U.S. Secretary of State Condoleezza Rice says, "All too often in the past, Iraq's different groups settled their differences through violence and coercion. Now" she says "they're trying to do something completely different":
"They're trying to do it through politics and compromise. And for the first time in their history, Iraqis are wrestling with the idea of democracy, the idea that one person's gain does not have to come at the expense of others."
"Democracy in Iraq," says Ms. Rice "is difficult because it faces determined and ruthless enemies, enemies that seek to provoke civil strife by exacerbating Iraq's divisions":
"In the face of this overwhelming adversity, the vast majority of Iraqis are sending a clear message that they wish to live together in peace and freedom. Millions of Iraqis braved the threat of violence to vote, not once, not twice, but three times, each time in greater numbers and with greater representation of all Iraqis."
Secretary of State Rice says "The citizens of Iraq want a government. And they now have the freedom to express their frustration with those elected leaders that have not yet given them one":
"But in fairness to Iraq's elected leaders, it is important for us to understand that the process of forming a government is difficult and time-consuming because Iraqi's have set the bar very high.
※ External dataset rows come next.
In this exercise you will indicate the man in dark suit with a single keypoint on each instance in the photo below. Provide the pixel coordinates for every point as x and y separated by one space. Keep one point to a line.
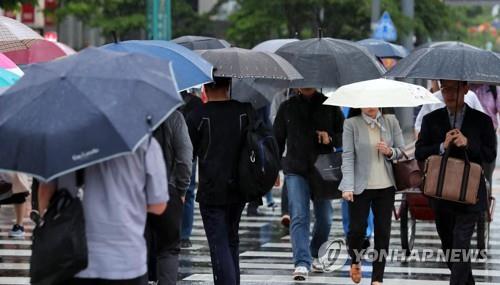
462 129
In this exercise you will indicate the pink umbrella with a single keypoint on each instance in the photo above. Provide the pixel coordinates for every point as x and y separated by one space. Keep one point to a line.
67 49
39 51
9 65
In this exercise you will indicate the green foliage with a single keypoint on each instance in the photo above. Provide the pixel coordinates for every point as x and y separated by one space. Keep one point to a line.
259 20
128 17
11 5
185 21
125 17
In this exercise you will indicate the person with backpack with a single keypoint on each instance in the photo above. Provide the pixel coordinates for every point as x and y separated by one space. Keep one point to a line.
218 130
307 128
117 195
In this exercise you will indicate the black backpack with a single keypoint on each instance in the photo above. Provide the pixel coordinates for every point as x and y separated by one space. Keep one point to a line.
259 162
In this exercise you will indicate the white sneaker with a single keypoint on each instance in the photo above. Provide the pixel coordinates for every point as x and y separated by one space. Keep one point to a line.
300 273
17 231
317 267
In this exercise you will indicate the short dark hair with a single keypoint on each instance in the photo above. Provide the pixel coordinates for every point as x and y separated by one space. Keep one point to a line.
460 83
219 83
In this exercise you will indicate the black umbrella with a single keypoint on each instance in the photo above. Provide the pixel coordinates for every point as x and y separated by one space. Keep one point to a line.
451 61
244 63
260 92
327 62
83 109
198 42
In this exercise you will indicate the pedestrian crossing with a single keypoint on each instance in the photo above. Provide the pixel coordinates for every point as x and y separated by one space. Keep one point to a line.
266 255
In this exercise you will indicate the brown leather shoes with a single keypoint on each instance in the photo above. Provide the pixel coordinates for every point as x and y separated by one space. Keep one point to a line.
355 273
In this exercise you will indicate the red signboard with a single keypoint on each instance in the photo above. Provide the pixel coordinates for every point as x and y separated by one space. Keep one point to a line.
28 14
50 7
10 14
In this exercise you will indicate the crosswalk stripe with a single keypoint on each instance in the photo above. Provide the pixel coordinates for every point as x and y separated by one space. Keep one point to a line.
319 280
14 280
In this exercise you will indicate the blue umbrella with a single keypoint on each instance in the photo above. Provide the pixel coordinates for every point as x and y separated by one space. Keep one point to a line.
74 112
383 49
190 69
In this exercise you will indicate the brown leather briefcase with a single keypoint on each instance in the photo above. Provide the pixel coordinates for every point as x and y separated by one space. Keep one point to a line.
452 179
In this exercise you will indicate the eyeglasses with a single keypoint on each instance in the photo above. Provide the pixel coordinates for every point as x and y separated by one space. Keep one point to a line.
449 89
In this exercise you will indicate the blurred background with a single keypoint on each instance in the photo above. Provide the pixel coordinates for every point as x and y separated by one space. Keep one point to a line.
245 23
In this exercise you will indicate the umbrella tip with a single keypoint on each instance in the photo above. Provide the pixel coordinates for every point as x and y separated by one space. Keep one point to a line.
115 38
149 120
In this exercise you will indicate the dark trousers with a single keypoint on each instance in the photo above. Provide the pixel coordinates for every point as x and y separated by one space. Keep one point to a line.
163 236
455 231
381 202
221 225
284 200
142 280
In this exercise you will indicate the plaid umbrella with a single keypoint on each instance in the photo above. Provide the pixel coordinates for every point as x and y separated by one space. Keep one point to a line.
199 43
16 36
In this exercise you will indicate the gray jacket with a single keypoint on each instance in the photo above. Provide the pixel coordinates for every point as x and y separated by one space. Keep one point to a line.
174 140
356 158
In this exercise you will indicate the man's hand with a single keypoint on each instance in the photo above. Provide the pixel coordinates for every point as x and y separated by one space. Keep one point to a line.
348 196
277 183
383 148
460 139
456 137
323 137
450 137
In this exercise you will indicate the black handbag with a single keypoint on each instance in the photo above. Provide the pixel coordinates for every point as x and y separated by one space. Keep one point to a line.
328 166
326 176
59 249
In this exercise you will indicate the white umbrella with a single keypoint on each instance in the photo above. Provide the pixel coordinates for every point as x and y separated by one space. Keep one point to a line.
380 93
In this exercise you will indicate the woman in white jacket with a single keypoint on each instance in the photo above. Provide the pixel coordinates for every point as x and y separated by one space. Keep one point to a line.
370 141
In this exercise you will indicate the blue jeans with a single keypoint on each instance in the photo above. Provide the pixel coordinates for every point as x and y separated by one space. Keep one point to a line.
221 225
346 220
299 197
269 198
188 212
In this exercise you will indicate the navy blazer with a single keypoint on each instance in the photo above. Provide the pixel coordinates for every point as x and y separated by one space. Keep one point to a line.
477 127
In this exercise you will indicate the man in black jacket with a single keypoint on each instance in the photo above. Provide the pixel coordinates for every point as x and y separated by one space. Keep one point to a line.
308 128
472 133
217 129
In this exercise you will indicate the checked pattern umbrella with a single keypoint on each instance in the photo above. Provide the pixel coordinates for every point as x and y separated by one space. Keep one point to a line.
14 35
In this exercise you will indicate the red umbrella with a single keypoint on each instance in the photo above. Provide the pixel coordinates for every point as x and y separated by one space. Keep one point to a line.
38 51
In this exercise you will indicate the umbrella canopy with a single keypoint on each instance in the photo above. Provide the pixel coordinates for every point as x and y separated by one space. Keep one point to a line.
257 91
380 93
244 63
7 78
383 49
83 109
65 48
273 45
199 43
190 68
9 65
452 61
38 51
14 35
327 62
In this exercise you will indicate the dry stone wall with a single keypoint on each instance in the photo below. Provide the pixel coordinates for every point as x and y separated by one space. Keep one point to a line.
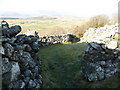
102 56
19 68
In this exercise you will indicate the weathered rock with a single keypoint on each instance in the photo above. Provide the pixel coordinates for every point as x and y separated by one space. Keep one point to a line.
14 30
8 49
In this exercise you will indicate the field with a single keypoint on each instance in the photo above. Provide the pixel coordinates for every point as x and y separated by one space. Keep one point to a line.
47 25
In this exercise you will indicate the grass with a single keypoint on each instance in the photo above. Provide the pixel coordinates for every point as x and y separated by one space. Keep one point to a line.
61 68
60 64
48 26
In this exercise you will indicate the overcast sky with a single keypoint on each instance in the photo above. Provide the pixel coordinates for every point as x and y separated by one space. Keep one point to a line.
82 8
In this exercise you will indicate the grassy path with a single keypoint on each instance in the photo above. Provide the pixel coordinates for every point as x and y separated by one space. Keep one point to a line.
60 64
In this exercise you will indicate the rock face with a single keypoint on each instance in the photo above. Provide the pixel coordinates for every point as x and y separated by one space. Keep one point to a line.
108 35
102 56
54 39
19 69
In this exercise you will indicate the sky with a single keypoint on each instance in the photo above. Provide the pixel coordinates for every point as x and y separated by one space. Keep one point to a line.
80 8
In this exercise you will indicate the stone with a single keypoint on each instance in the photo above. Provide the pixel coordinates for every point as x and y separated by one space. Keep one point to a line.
14 30
95 46
15 71
8 49
2 51
31 84
6 67
112 45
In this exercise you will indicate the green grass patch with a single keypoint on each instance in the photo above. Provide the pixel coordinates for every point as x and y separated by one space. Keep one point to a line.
60 64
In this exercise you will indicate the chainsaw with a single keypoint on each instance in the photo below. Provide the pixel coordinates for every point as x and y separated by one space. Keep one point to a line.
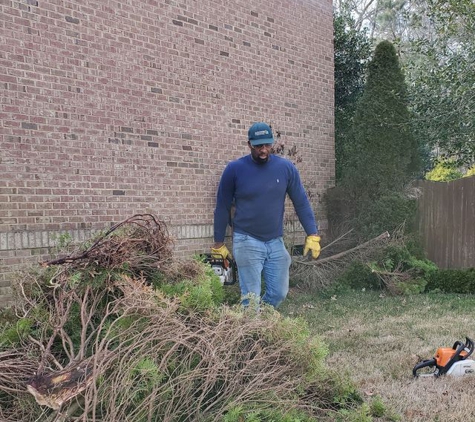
224 268
448 361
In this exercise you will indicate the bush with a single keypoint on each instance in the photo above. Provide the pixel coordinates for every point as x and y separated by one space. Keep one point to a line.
161 346
452 281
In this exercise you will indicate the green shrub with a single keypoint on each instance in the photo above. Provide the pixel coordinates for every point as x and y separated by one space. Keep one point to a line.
452 281
358 276
386 213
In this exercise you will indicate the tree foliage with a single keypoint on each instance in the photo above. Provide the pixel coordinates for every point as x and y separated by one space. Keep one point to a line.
384 153
381 155
442 82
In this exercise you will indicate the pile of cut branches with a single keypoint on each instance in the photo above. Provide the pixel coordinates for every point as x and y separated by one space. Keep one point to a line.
139 243
318 274
99 341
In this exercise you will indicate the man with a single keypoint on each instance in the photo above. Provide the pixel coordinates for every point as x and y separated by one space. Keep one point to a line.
257 184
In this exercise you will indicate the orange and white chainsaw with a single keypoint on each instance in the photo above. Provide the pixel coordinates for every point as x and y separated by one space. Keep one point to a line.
454 361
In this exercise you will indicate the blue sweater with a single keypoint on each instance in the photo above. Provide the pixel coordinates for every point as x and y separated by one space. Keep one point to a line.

They want a government of national unity, one that is agreeable to all of Iraq's many different factions. But that's not all. Iraqis also want their unity government to be strong. They want it to be effective."
President George W. Bush says "When Iraqis have a democratic government in place, it will be a major victory for the cause of freedom. It will be a major defeat for the terrorists' aspirations to dominate the region and advance their hateful vision." "A free Iraq," he says "will show the power of liberty to change the world."
The preceding was an editorial reflecting the views of the United States Government.